Un report n'est pas l'autre
Ces dernières semaines ont été le théâtre de négociations intensives en vue d'enfin trancher le conflit commercial opposant les États-Unis et la Chine. Les deux plus grandes puissances économiques au monde n'en sont pas encore là, mais le ton devient néanmoins de plus en plus constructif.

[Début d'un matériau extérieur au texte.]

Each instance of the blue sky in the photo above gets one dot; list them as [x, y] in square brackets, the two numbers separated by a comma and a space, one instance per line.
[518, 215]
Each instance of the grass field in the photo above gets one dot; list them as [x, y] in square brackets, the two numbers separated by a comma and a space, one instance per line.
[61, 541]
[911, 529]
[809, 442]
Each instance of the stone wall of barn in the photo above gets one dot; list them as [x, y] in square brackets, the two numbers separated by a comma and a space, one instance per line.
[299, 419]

Les fonctionnaires américains et chinois ont déjà mis la dynamique positive à profit il y a environ deux semaines. Dès la clôture des "négociations productives" menées à Pékin, les parties s'étaient fixé un nouveau rendez-vous. Cette deuxième vague a eu lieu la semaine dernière à Washington. La rencontre entre le président Trump et le vice-premier ministre chinois Liu He, vendredi, devait en marquer l'apothéose. Mais finalement, ces messieurs ont passé tout le week-end ensemble. Si l'on en croit le président américain, cette rencontre s'est soldée par des "progrès substantiels" sur plusieurs points litigieux, dont la devise chinoise, le transfert technologique, la protection de la propriété intellectuelle et l'agriculture. Donald Trump a donc décidé hier soir de reporter l'augmentation prévue (de 10% à 25%) des taxes sur 200 milliards $ d'importations chinoises. Cette augmentation devait normalement entrer en vigueur le 1er mars. Dans l'hypothèse où les négociations se poursuivent dans le même climat favorable, il a promis de rencontrer son homologue Xi Jinping. Un sommet qui pourrait déjà avoir lieu à la fin mars.

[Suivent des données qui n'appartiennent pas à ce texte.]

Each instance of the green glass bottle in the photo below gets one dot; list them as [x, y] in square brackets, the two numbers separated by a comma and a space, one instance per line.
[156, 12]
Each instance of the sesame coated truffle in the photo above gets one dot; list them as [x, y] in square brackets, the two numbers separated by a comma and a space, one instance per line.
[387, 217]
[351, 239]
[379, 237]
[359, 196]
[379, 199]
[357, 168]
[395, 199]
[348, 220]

Donald Trump avait déjà fait un "geste" similaire l'année dernière, évitant ainsi cette même augmentation des taxes qui devait initialement prendre effet début 2019. Ce nouveau report laisse à penser que le processus de dégel de la relation glaciale entre les États-Unis et la Chine en est déjà à un stade bien avancé. On ne peut pas en dire autant des négociations commerciales entre les États-Unis et l'Europe. Dans ce dossier, les deux parties discutent encore du moment de l'ouverture des négociations (relatives aux exportations de voitures européennes à destination des États-Unis). En marge de la faiblesse persistante des statistiques européennes, ce dossier est une autre cause importante de la performance peu convaincante de l'euro ces derniers temps. Encore aujourd'hui et malgré l'amélioration incontestable du climat (commercial), le différentiel EUR/USD ne progresse qu'avec hésitation dans son canal latéral (à mi-chemin de 1,13-14).

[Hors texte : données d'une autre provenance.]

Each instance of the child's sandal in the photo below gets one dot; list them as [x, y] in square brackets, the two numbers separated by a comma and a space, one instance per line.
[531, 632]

L'impasse totale dans le dossier du Brexit reste également un boulet, non seulement pour l'euro, mais aussi (et surtout) pour la livre. Hier, la première ministre britannique Theresa May n'a pas fait de mystères quant à l'absence de progrès sur la question irlandaise. Elle a donc décidé de ne pas soumettre de nouvel accord sur le Brexit au parlement mercredi, et demande un nouveau "meaningful vote" le 12 mars. En programmant ce vote à peine 17 jours avant la date butoir prévue pour la sortie effective de l'Union européenne, elle maintient la pression sur ses collègues européens. Il se peut d'ailleurs que sa démarche vaille aussi à Theresa May les foudres du parlement britannique. Il n'est donc pas exclu que le parlement retire mercredi au gouvernement son droit d'initiative dans le dossier du Brexit et exige un vote sur un report de la date butoir du 29 mars. Selon les bruits qui courent dans les couloirs européens, un tel report n'aurait de sens que s'il est suffisamment long (jusqu'en 2021 !). Depuis le référendum de 2016, l'expression "kicking the can down the road" semble de plus en plus s'appliquer au Brexit. Si ces tergiversations sont susceptibles de soutenir la livre à court terme, elles ne résolvent en rien l'incertitude à (plus) long terme quant à l'issue du Brexit.